Mahindra & Mahindra has agreed to exit its position in Erkunt Foundry, a Turkish industrial manufacturing subsidiary, selling 99.04% of the combined shareholding held through its Mauritian investment vehicle and a local Turkish entity. The buyer is a consortium led by Hisarlar Makina Sanayi, a Turkish industrial firm. The move is part of a deliberate reallocation of capital rather than a withdrawal from the Turkish market — Mahindra's tractor operations in the country remain untouched.
The Structure of the Transaction
The divestiture was executed through two selling parties: Mahindra Overseas Investment Company (Mauritius) Ltd, the group's offshore holding arm, and Erkunt Traktor Sanayii Anonim Sirketi, the Turkish tractor business in which Mahindra holds an interest. Together, they are transferring a near-total stake of 99.04% in Erkunt Foundry to the Hisarlar-led consortium.
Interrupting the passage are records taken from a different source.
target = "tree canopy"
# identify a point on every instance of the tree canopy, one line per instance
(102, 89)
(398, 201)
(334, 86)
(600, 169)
Erkunt Foundry operates in the industrial casting and components space — a capital-intensive segment that serves machinery, automotive, and agricultural equipment manufacturers. Foundry operations require sustained investment in furnaces, tooling, and quality infrastructure, and they typically generate returns on longer timelines than assembly or distribution businesses. That profile makes them candidates for portfolio review when a parent company is tightening its focus on higher-growth or strategically central assets.
Reading the Capital Allocation Signal
Mahindra has framed this sale explicitly within its capital allocation framework — the internal discipline that determines where the group deploys resources and where it pulls back. For a conglomerate of Mahindra's scale and diversity, this framework carries real weight. Over the past several years, the group has been sharpening its focus on its core automotive and farm equipment businesses, particularly as electric vehicle development and global tractor demand have required concentrated investment.
Divesting a foundry subsidiary in Turkey, while retaining the tractor business that likely sourced components from it, reflects a calculated separation: keep the commercial relationship with the market, exit the manufacturing infrastructure. This kind of unbundling is common among large industrial groups seeking to reduce asset intensity without abandoning geographic presence. The tractor business in Turkey — which operates under the Erkunt Traktor name — has an established position in the Turkish agricultural machinery market and is unaffected by this transaction.
Hisarlar's Strategic Position
Hisarlar Makina Sanayi, the lead acquirer, is a Turkish industrial manufacturer with operations in the agricultural and construction equipment sectors. Taking control of Erkunt Foundry gives the consortium direct access to casting capacity that can serve domestic manufacturing needs — a meaningful advantage in a country where industrial self-sufficiency has become a policy priority. Turkey has invested heavily in deepening its manufacturing base, and acquisitions of established foundry operations by domestic industrial groups align with that broader direction.
For Hisarlar, absorbing a foundry with existing capacity, skilled workforce, and established supply relationships is considerably faster than building equivalent capability from the ground up. The logic on the buyer's side is straightforward: vertical integration reduces exposure to external supply disruptions and gives greater control over cost and quality in the production chain.
What This Means for Mahindra's International Footprint
Mahindra's international manufacturing presence has always been selective rather than expansive. The group has pursued partnerships and partial stakes in overseas markets rather than building wholly owned manufacturing networks at scale. This transaction fits that pattern — it is a portfolio adjustment, not a strategic retreat. The retention of the Turkish tractor business signals continued commercial commitment to the market.
The sale also illustrates a wider dynamic among large emerging-market conglomerates: as they mature and compete more directly with global peers, the pressure to concentrate capital on defined priorities intensifies. Holding peripheral industrial assets across multiple jurisdictions becomes harder to justify when the core business demands sustained investment to remain competitive. Erkunt Foundry, valuable as it may be on its own terms, was evidently no longer the kind of asset Mahindra needed to own directly in order to achieve its strategic objectives.